純文学1000本ノック 78/1000 安部公房『砂の女』
どうも、こんにちは。
今回は安部公房の『砂の女』です。作者の代表的作品として、世界各国で翻訳されて読まれています。
1.ざっくりあらすじ
砂丘へ昆虫採集に出た男は、砂丘にある部落に一泊するつもりが、深い砂の穴に埋まりかけた家に監禁される。そこには女がいて、毎晩家が埋まらないように砂かきをしている。

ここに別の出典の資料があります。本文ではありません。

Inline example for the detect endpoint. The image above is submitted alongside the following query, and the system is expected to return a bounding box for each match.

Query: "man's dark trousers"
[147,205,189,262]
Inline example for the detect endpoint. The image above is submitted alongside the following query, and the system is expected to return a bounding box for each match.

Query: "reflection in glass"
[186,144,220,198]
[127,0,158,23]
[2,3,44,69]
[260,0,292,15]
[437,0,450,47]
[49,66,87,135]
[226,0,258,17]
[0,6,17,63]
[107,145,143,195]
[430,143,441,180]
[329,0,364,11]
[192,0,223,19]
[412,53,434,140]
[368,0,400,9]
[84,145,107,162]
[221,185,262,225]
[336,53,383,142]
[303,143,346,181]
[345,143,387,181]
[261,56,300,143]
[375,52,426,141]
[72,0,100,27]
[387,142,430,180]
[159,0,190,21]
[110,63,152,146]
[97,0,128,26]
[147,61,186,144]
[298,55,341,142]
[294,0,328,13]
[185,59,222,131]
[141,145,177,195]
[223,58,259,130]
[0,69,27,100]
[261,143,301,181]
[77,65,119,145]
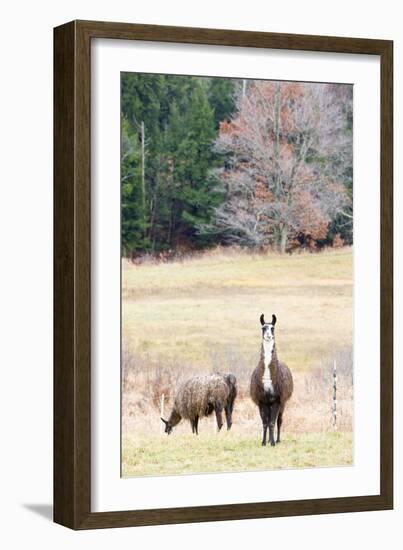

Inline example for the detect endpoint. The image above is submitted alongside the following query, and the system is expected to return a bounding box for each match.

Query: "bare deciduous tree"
[207,81,352,252]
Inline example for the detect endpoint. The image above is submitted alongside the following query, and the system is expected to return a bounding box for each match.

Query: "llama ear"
[260,314,265,326]
[272,314,277,326]
[161,418,168,425]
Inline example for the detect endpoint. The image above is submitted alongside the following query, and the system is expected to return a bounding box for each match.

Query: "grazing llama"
[250,314,293,446]
[161,373,237,435]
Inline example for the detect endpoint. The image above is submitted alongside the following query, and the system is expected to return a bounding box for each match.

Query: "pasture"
[122,432,352,477]
[122,247,352,371]
[121,247,353,477]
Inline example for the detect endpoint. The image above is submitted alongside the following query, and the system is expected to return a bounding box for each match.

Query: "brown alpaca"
[250,314,293,446]
[161,373,237,435]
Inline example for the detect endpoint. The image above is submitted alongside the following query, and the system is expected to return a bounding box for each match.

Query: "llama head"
[161,417,173,435]
[260,313,276,342]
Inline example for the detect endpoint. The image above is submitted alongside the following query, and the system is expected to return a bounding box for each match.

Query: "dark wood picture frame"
[54,19,393,530]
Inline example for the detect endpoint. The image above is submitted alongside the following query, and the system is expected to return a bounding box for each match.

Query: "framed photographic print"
[54,20,393,529]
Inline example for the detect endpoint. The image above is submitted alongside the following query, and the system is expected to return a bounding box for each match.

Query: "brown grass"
[122,247,352,371]
[122,347,352,437]
[121,247,353,475]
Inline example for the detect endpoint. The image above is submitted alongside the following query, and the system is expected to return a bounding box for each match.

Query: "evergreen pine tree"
[121,117,148,256]
[207,77,237,128]
[173,81,222,246]
[120,73,234,255]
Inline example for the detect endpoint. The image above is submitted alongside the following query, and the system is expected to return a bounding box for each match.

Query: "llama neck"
[261,339,277,366]
[168,409,181,427]
[261,339,277,392]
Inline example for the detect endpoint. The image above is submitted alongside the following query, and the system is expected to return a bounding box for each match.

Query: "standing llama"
[161,373,237,435]
[250,314,293,446]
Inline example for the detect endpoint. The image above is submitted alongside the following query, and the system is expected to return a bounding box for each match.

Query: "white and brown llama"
[250,314,293,446]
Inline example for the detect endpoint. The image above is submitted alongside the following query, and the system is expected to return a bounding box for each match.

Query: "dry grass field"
[121,247,353,477]
[122,247,352,370]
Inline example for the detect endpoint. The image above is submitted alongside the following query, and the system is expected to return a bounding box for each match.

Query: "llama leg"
[215,405,224,431]
[268,402,280,446]
[195,415,199,435]
[276,408,284,443]
[225,405,232,430]
[259,404,269,446]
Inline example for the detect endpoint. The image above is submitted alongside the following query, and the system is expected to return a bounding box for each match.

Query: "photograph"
[120,72,354,478]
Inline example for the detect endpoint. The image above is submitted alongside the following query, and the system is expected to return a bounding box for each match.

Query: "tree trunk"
[274,225,288,253]
[242,79,247,97]
[140,121,147,241]
[140,121,146,211]
[273,83,282,201]
[279,226,288,254]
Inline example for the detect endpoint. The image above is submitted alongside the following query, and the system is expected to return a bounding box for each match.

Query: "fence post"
[160,393,165,434]
[333,360,337,431]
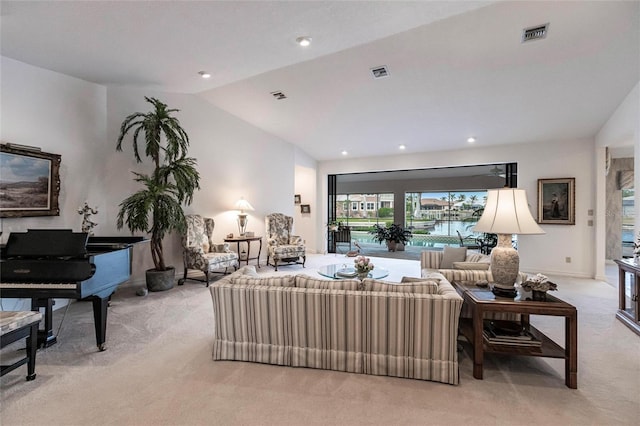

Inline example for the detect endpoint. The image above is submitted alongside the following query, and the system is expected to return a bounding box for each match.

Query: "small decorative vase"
[531,290,547,301]
[357,271,369,280]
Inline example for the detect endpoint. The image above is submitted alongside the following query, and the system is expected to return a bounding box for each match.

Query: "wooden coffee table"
[452,281,578,389]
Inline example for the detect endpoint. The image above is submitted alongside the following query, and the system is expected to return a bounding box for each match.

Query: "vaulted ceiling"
[2,1,638,161]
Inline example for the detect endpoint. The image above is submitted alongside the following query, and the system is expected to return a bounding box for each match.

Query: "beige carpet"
[1,254,639,425]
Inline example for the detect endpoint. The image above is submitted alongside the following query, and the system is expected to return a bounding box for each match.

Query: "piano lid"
[5,229,89,258]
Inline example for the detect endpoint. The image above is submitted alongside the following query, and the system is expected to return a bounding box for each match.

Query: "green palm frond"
[116,97,200,271]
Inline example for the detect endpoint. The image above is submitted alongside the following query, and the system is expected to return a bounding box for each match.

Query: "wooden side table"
[452,281,578,389]
[224,236,262,267]
[613,259,640,336]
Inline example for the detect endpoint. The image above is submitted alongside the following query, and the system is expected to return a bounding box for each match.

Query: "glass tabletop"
[317,264,389,280]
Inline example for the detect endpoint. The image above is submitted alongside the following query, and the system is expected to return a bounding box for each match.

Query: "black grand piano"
[0,229,141,351]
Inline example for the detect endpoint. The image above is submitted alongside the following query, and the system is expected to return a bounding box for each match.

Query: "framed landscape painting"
[0,144,61,218]
[537,178,575,225]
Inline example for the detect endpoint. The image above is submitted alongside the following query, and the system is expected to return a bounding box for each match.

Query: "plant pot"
[146,267,176,292]
[531,290,547,302]
[386,241,397,252]
[396,243,405,251]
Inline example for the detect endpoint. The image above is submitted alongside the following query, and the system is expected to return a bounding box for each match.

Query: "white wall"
[293,147,318,252]
[1,58,305,311]
[1,57,107,310]
[595,81,639,280]
[106,87,298,279]
[318,138,597,278]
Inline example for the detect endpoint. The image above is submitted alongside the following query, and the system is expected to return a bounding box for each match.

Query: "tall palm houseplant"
[116,97,200,291]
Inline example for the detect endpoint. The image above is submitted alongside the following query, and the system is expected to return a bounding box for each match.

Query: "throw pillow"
[230,276,295,287]
[363,278,438,294]
[466,253,491,263]
[452,261,491,270]
[440,246,467,269]
[239,266,260,277]
[211,243,230,253]
[421,271,446,282]
[295,275,360,291]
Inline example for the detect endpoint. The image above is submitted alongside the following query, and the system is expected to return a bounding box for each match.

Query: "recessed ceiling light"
[296,36,312,47]
[341,150,348,156]
[398,144,406,150]
[198,71,211,79]
[467,137,476,143]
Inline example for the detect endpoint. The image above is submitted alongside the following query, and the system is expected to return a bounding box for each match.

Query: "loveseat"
[209,266,463,385]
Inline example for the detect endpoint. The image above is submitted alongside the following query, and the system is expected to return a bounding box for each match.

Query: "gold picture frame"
[537,178,575,225]
[0,143,61,218]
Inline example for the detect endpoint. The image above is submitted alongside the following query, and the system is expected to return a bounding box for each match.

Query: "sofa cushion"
[295,274,360,291]
[466,252,490,263]
[363,278,439,294]
[452,261,491,270]
[440,246,467,269]
[230,275,296,287]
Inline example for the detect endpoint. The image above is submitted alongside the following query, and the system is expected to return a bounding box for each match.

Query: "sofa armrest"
[420,251,443,270]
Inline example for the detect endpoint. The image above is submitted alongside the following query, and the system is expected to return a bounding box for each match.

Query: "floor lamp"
[473,188,545,297]
[234,197,254,236]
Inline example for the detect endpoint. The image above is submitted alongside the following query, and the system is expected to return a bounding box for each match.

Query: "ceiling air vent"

男は何度も逃走を試みるが、ことごとく失敗し、最後には、逃げられたのに関わらず逃げない。
2.作品解剖
(1)文体★★★
フィクションの世界を現実に創り出していると思った。ひらがなの多い言語感覚に、「錆びたブランコをゆするような、ニワトリの声」などオリジナルな比喩表現を多用している。三人称で描かれているが、視点は男に近く、たびたび男と重なる。
(2)構成★★★
男の失踪が語られ、物語に入っていく。男が監禁され、脱出を試みるミステリな展開に翻弄されていくなかで、男の現実人生と、砂かき生活を比べた回想によって、人間の本質を問いかけてるようである。
(3)論理★★★
ここまで飛躍した世界であるにもかかわらず、論理的に不明な点は特にない。
(4)テーマ★★★
現実生活と砂の穴の生活の対比から「人間の本質」「人生の目的」といったものを追求した作品に思えた。
3.総合評価と感想
総合★★★★★
ありえない世界を、リアルにしてしまう文体。詩情をもった文体。読者をひきつける奇想天外な展開。人間の存在に問いかけてくるテーマの深さ。小説にできるおおよそすべてのことを詰め込み、それらを調和させているように思える。